L'intimée a de plus contesté l'interprétation faite par la requérante de la dernière phrase du paragraphe [0009] du brevet contesté: cette phrase est un enseignement d'ordre général qui indique que, pour une composition polymérique contenant une charge donnée, la viscosité et la résistance au choc varient en sens opposés en fonction de la teneur de ladite charge. De plus, la requérante a fait référence au paragraphe [0013] du brevet contesté pour rappeler que les résultats du Tableau 2 allaient effectivement à l'encontre de cet enseignement général et montraient qu'il était possible d'améliorer les propriétés rhéologiques et de résistance au choc de compositions de polyamides tout en augmentant la quantité de noirs de carbone mise en oeuvre.
Enfin, l'intimée a fait référence au document D24. Ce document divulgue également des tuyaux pour le transport d'hydrocarbures et comprenant une couche électrostatique à base de polyamide comprenant des charges conductrices. Ce document tend de plus à résoudre les mêmes problèmes que le brevet attaqué, en particulier à améliorer la résistance au choc à froid et la mise en oeuvre, c'est-à-dire les propriétés rhéologiques (cf. points a) à f) identifiés à la page 2 de D24). Selon l'intimée, le fait que D24 distingue clairement les propriétés rhéologiques et la résistance au choc à froid démontre que ces deux paramètres ne sont pas intrinsèquement liés, comme défendu par la requérante. Or, D24 enseigne que ces problèmes sont résolus en utilisant des nanotubes de carbone au lieu des noirs de carbone habituels. L'intimée a donc tiré les conclusions suivantes:
- L'homme du métier partant de D9 et visant à résoudre les problèmes identifiés préalablement ne se tournerait tout d'abord pas vers D16 ou D17 mais vers D24.

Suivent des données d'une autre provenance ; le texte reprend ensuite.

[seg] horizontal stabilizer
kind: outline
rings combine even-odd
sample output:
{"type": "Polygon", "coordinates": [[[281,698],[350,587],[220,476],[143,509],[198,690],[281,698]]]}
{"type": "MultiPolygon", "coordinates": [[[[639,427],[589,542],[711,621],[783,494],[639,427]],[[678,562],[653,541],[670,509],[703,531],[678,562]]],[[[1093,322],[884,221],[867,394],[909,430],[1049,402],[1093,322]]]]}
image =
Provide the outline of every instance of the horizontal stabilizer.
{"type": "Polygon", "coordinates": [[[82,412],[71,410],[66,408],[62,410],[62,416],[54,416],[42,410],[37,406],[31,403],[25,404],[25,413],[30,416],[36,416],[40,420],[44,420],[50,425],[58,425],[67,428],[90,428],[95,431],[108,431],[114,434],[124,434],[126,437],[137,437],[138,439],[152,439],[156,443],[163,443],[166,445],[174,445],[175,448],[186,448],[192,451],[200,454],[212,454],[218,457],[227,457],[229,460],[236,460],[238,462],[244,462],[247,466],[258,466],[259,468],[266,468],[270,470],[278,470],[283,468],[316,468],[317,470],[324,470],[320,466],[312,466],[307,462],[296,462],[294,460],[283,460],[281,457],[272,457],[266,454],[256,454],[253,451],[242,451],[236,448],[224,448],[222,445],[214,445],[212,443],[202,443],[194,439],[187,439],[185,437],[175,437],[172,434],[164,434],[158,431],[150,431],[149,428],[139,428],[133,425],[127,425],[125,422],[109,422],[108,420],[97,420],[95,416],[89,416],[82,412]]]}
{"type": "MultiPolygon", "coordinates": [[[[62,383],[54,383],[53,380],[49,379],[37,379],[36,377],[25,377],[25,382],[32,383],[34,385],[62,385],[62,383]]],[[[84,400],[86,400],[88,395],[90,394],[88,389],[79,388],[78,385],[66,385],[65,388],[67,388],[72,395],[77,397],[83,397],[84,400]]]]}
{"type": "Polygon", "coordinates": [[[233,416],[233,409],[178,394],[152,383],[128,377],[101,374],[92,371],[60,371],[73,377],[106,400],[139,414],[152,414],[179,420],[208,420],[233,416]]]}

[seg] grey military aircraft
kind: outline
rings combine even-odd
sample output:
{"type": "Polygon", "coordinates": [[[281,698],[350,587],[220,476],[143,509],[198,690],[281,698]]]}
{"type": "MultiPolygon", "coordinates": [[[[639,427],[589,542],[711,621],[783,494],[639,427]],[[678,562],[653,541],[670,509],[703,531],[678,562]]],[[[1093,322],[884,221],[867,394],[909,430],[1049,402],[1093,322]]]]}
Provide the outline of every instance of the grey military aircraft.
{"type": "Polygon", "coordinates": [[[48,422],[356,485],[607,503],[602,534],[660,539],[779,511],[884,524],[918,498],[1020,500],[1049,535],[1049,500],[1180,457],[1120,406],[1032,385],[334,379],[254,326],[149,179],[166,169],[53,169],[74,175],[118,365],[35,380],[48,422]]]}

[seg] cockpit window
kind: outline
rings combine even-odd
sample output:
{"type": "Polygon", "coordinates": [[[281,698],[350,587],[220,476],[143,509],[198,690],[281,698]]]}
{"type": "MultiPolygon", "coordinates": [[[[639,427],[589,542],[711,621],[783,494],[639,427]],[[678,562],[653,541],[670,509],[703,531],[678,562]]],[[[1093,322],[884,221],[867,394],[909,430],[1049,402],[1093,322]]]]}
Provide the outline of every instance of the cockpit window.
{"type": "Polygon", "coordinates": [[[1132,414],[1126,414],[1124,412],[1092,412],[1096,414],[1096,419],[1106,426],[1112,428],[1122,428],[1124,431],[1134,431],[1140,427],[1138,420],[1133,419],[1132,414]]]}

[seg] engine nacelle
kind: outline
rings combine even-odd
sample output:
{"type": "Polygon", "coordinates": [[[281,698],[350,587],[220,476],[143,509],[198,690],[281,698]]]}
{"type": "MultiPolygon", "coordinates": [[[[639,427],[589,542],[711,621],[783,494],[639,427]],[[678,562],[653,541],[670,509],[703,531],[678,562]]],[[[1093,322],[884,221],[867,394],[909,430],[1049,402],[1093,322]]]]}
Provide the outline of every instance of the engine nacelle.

- Sur la base des enseignements de D24, l'homme du métier ne trouverait pas d'indication allant dans le sens de la solution proposée par les revendications 1 et 11 du brevet.
- Force est de constater que l'enseignement de D24 va même à l'encontre de la solution du brevet mis en cause et recommande l'utilisation de nanotubes au lieu de noirs de carbone.
L'intimée a donc conclu qu'il n'était pas évident de résoudre les problèmes posés en modifiant l'enseignement de D9 selon les termes des revendications de la requête principale. Une activité inventive devrait donc être reconnue.
Requêtes finales
XIX. La requérante (opposante) a demandé l'annulation de la décision contestée et la révocation du brevet européen nº 1 042 394 dans son intégralité.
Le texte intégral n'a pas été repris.